Disclosures: Peacock reports he received grants from Alere and Roche and personal fees from Abbott, Alere, Beckman, Prevencio and Roche. Korley reports he has consulted for Abbott Laboratories and Roche Diagnostics. Please see the study for all other authors’ relevant financial disclosures.

    Perspective
    Arnold H. Seto

    Arnold H. Seto

    This study demonstrates the real-world utility of the new high-sensitivity troponin assay in excluding a diagnosis of acute MI. Using an exclusively U.S. population of 1,600 ED patients, the authors demonstrate that a low single baseline level of 6 ng/L was sufficient to exclude ACS with very high (99.4%) sensitivity. Similarly, so long as both the baseline and 3-hour high-sensitivity troponin level were < 19 ng/L (the upper reference level), there was similarly a very high sensitivity (99.3%).
    With U.S. approval of the first high-sensitivity troponin assay this year, this study is very timely in demonstrating how cardiologists and emergency room physicians can use high-sensitivity troponin to very effectively and efficiently rule out MI within 3 hours of presentation. In this study, 77.6% of patients presenting with suspected ACS could have been ruled out by their protocol and potentially discharged from the ED. This contemporary diagnostic pathway could help reduce inappropriate admissions for chest pain, and potentially keep patients in the emergency room during their relatively brief 3-hour observation period.
    Many practicing cardiologists have been concerned about the low specificity of abnormal troponin levels for the diagnosis of true ACS, let alone MI. In the current study, the majority of patients with abnormal troponin (> 19 ng/L) did not have an MI after adjudication. The introduction of high-sensitivity troponin will certainly increase the number of “false-positive” troponin findings that may require further investigation. However, the introduction of high-sensitivity troponin highlights both the strengths (high sensitivity) and weaknesses (even lower specificity for ACS) of troponins in general.
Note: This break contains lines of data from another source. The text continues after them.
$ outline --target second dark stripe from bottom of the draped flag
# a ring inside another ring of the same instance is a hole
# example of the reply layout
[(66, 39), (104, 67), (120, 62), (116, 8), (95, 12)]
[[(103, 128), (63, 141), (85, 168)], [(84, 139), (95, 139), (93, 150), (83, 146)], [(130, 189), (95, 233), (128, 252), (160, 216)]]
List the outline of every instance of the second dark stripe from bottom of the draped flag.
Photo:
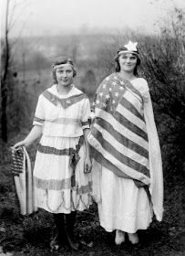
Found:
[(92, 131), (92, 135), (98, 140), (98, 143), (102, 145), (102, 148), (106, 150), (109, 155), (111, 154), (112, 157), (116, 158), (120, 164), (127, 165), (130, 169), (134, 169), (149, 176), (149, 169), (145, 165), (140, 165), (136, 161), (130, 159), (128, 156), (118, 152), (118, 150), (112, 144), (109, 144), (108, 141), (103, 138), (102, 133), (100, 133), (95, 127)]

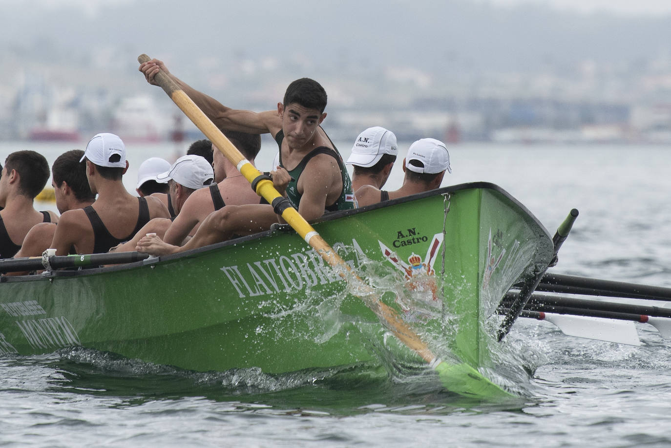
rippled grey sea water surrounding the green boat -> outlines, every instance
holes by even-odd
[[[350,146],[339,145],[345,157]],[[408,146],[399,144],[401,155]],[[0,160],[34,149],[52,162],[77,147],[0,142]],[[180,148],[127,150],[125,185],[134,191],[142,160],[172,160]],[[264,144],[261,169],[275,152]],[[458,144],[450,156],[444,185],[496,183],[552,234],[580,211],[551,272],[671,287],[671,148]],[[402,179],[399,161],[386,189]],[[641,347],[520,319],[501,353],[514,351],[509,362],[530,375],[527,392],[505,404],[356,371],[197,373],[81,348],[5,355],[0,446],[668,447],[671,341],[636,325]]]

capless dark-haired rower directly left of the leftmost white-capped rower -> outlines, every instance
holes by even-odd
[[[60,154],[52,165],[52,187],[58,212],[85,208],[93,204],[95,195],[86,177],[86,164],[80,162],[84,151],[74,149]],[[40,222],[33,226],[23,239],[21,249],[14,258],[38,257],[51,246],[56,224]]]

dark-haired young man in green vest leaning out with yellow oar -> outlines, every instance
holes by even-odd
[[[277,103],[276,110],[252,112],[231,109],[192,89],[170,75],[160,60],[140,64],[140,71],[150,84],[155,84],[154,77],[160,70],[171,77],[220,129],[250,134],[270,132],[280,149],[280,168],[274,172],[273,182],[287,185],[287,197],[303,218],[313,220],[327,211],[354,208],[352,183],[342,157],[320,126],[326,118],[327,95],[319,83],[309,78],[297,79],[287,87],[284,100]],[[207,216],[194,237],[176,251],[225,240],[234,234],[266,230],[274,222],[278,222],[278,217],[272,206],[225,206]],[[158,252],[162,249],[154,251],[151,244],[147,244],[151,238],[158,244],[165,244],[158,237],[148,236],[140,240],[138,251],[160,255]]]

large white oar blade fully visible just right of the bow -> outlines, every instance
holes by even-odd
[[[555,324],[564,334],[597,341],[626,345],[641,345],[633,322],[627,320],[566,316],[545,313],[545,320]]]

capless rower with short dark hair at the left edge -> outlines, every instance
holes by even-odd
[[[49,164],[35,151],[12,152],[0,177],[0,258],[11,258],[23,238],[40,222],[58,222],[54,212],[38,212],[35,197],[49,179]]]

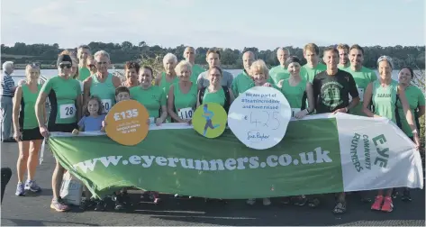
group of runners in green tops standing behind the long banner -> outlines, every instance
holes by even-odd
[[[419,118],[424,114],[424,95],[412,85],[412,68],[399,70],[399,81],[392,79],[393,61],[388,56],[377,59],[378,76],[375,71],[363,67],[364,50],[357,44],[349,47],[340,44],[337,48],[320,50],[314,43],[304,46],[304,59],[291,56],[286,48],[279,48],[276,57],[280,65],[267,68],[265,62],[256,59],[253,52],[242,55],[244,69],[237,76],[221,68],[221,52],[208,50],[205,70],[195,64],[195,49],[187,47],[185,60],[168,53],[163,59],[164,71],[154,75],[150,66],[126,62],[125,78],[108,72],[110,55],[99,50],[92,57],[88,46],[77,48],[77,57],[68,51],[59,54],[58,76],[51,77],[42,86],[38,83],[41,69],[37,64],[25,68],[26,82],[14,92],[14,140],[19,142],[17,161],[18,185],[16,195],[25,191],[40,192],[35,182],[38,152],[43,138],[50,132],[102,131],[105,114],[113,104],[133,99],[143,104],[150,123],[191,123],[196,109],[204,103],[221,104],[229,109],[232,101],[253,86],[271,86],[280,90],[288,100],[293,116],[303,118],[308,114],[346,113],[367,117],[385,117],[401,127],[403,132],[420,146]],[[50,101],[50,114],[45,103]],[[56,162],[52,175],[52,209],[63,212],[69,206],[59,196],[65,169]],[[24,174],[27,173],[26,180]],[[95,210],[104,210],[101,198],[90,198],[86,190],[82,208],[95,205]],[[362,200],[373,202],[371,209],[392,212],[393,196],[397,190],[379,190],[374,202],[364,193]],[[157,192],[148,192],[154,203],[159,203]],[[176,195],[180,196],[180,195]],[[122,209],[128,198],[125,189],[113,195],[115,209]],[[403,189],[403,200],[410,201],[410,191]],[[248,198],[254,204],[255,198]],[[315,207],[320,204],[317,195],[298,195],[282,198],[282,203]],[[271,204],[268,198],[263,204]],[[336,195],[334,213],[346,212],[345,193]]]

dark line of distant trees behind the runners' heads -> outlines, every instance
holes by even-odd
[[[349,43],[349,46],[351,44]],[[156,58],[158,56],[164,56],[168,52],[171,52],[177,56],[177,59],[184,59],[183,52],[186,48],[184,45],[177,46],[176,48],[163,48],[159,45],[149,46],[145,41],[140,41],[138,45],[133,45],[130,41],[123,41],[120,43],[104,43],[92,41],[88,43],[92,52],[95,53],[97,50],[105,50],[111,55],[113,64],[123,64],[128,60],[137,60],[141,56],[144,58]],[[291,55],[295,55],[303,60],[303,48],[287,46],[290,50]],[[320,47],[320,56],[322,56],[322,49]],[[195,63],[200,65],[206,65],[205,53],[210,47],[198,47],[195,49],[196,57]],[[251,50],[255,53],[258,59],[263,59],[268,66],[276,66],[279,64],[276,59],[276,50],[258,50],[256,47],[246,47],[243,50],[232,50],[229,48],[217,48],[222,50],[221,62],[223,66],[227,68],[242,68],[242,53],[246,50]],[[388,55],[394,59],[395,68],[401,68],[403,66],[411,66],[412,68],[425,68],[425,47],[424,46],[401,46],[397,45],[394,47],[382,47],[382,46],[370,46],[363,47],[365,51],[364,65],[367,68],[376,68],[376,60],[381,55]],[[23,42],[16,42],[14,46],[5,46],[2,44],[1,61],[13,60],[16,64],[24,64],[28,62],[38,61],[43,65],[55,65],[56,59],[59,52],[62,50],[59,48],[58,43],[54,44],[30,44],[27,45]],[[76,48],[67,49],[76,50]]]

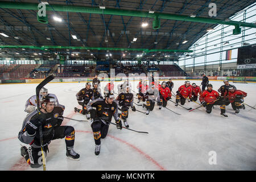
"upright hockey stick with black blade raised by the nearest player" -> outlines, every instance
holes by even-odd
[[[41,114],[40,111],[40,100],[39,100],[39,92],[44,87],[44,85],[48,84],[48,82],[52,81],[54,79],[53,75],[48,76],[46,79],[44,79],[38,86],[36,86],[36,106],[38,107],[38,114]],[[46,171],[46,157],[44,156],[44,150],[43,150],[43,129],[42,127],[39,127],[39,135],[40,135],[40,143],[41,143],[41,151],[42,151],[42,159],[43,159],[43,170]]]

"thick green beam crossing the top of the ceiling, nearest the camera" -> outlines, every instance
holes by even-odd
[[[0,8],[38,10],[38,3],[1,1]],[[99,7],[53,5],[53,4],[51,4],[51,6],[46,5],[46,10],[76,12],[76,13],[109,14],[109,15],[119,15],[119,16],[136,16],[136,17],[143,17],[143,18],[154,18],[155,20],[159,18],[159,19],[180,20],[180,21],[187,21],[187,22],[226,24],[226,25],[232,25],[236,27],[240,26],[240,27],[256,28],[256,24],[254,23],[237,22],[232,20],[225,21],[217,18],[204,18],[204,17],[192,18],[186,15],[176,15],[176,14],[157,13],[157,12],[152,14],[152,13],[148,13],[147,11],[138,11],[138,10],[123,10],[123,9],[111,9],[111,8],[100,9]],[[158,22],[156,21],[156,23]]]

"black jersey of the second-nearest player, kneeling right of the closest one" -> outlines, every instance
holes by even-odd
[[[97,100],[90,101],[86,107],[88,111],[93,109],[92,107],[96,107],[96,117],[100,118],[106,125],[109,125],[106,122],[111,122],[112,116],[115,121],[119,119],[117,102],[113,101],[112,104],[106,104],[105,99],[98,98]]]

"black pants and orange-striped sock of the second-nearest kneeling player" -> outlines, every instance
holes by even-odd
[[[109,126],[105,125],[99,118],[93,119],[90,125],[93,130],[93,138],[95,144],[101,144],[101,138],[105,138],[109,131]]]

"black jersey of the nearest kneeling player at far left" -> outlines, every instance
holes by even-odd
[[[19,131],[18,138],[21,142],[31,144],[31,146],[38,147],[40,144],[40,133],[36,132],[35,135],[28,135],[26,131],[27,122],[34,119],[43,118],[42,131],[43,131],[43,145],[49,144],[54,136],[54,129],[61,125],[63,121],[63,109],[59,106],[55,107],[51,113],[38,114],[37,110],[32,111],[23,121],[22,130]]]

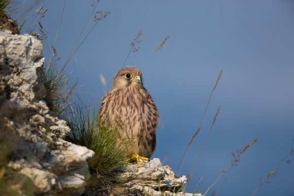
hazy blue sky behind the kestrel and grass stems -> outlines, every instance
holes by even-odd
[[[63,3],[54,0],[40,4],[48,8],[41,22],[49,31],[49,46],[54,43]],[[66,2],[56,43],[61,65],[92,9],[91,1]],[[153,158],[166,160],[165,164],[176,170],[197,129],[218,72],[223,69],[181,175],[191,171],[220,105],[187,190],[193,192],[201,176],[200,188],[206,190],[230,163],[231,152],[258,137],[241,156],[221,192],[251,195],[259,178],[265,177],[294,144],[293,9],[292,1],[272,0],[101,0],[96,11],[110,14],[97,24],[66,71],[72,72],[72,81],[79,80],[77,93],[84,102],[101,100],[105,92],[99,74],[104,75],[109,90],[130,50],[130,42],[142,30],[141,48],[130,54],[126,65],[142,69],[144,86],[160,112]],[[28,16],[28,20],[32,18]],[[93,24],[90,20],[82,37]],[[29,22],[23,32],[28,28]],[[166,35],[170,35],[169,40],[153,56]],[[46,48],[44,56],[49,57]],[[219,190],[223,179],[212,191]],[[293,195],[293,165],[282,163],[269,181],[257,195]]]

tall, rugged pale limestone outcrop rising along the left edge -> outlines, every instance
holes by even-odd
[[[32,194],[80,195],[94,152],[63,140],[70,129],[44,101],[42,50],[34,36],[0,31],[0,137],[11,145],[6,171],[31,182]],[[10,188],[22,194],[26,187]]]

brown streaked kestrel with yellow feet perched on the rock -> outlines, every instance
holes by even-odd
[[[136,67],[121,69],[111,90],[103,97],[99,121],[110,122],[120,131],[120,139],[128,139],[133,158],[150,159],[156,147],[159,114],[154,101],[143,87],[142,72]],[[142,158],[143,157],[143,158]],[[143,160],[148,160],[143,159]]]

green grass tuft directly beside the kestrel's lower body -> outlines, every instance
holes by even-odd
[[[86,146],[93,150],[95,155],[91,158],[89,168],[92,177],[91,183],[106,187],[112,185],[118,178],[117,174],[126,166],[126,153],[129,145],[126,140],[119,140],[117,127],[97,124],[97,110],[95,105],[82,107],[82,104],[73,104],[66,112],[66,121],[71,128],[69,141]]]

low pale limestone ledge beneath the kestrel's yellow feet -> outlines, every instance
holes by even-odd
[[[131,164],[120,174],[122,194],[141,195],[195,195],[182,192],[187,183],[186,176],[178,177],[169,166],[163,166],[159,159],[155,158],[150,162]]]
High-sensitivity troponin is a nearly perfect initial screening test for MI, but a terrible confirmatory test for what we really need to treat: ACS.  
    For confirmation of ACS, we can turn to the clinical symptoms and ECG findings as suggested by the guidelines, but these are rarely sufficient. I teach my fellows to always check a creatine kinase-MB to confirm any troponin diagnosis of ACS, because it is not elevated or as elevated by the many conditions (congestive HF, myocarditis, pericarditis, strain, left ventricular hypertrophy, sepsis, demand) that affect troponin. The introduction of high-sensitivity troponin will make this dichotomy between troponin and CK-MB more clear, and hopefully bring our practice and guidelines to use the best qualities of both tests.

    • Arnold H. Seto, MD, FSCAI, FACC
    • Chief of Cardiology, Long Beach VA Medical Center Associate Clinical Professor Director, Interventional Cardiology Research University of California, Irvine

    Disclosures: Seto reports no relevant financial disclosures.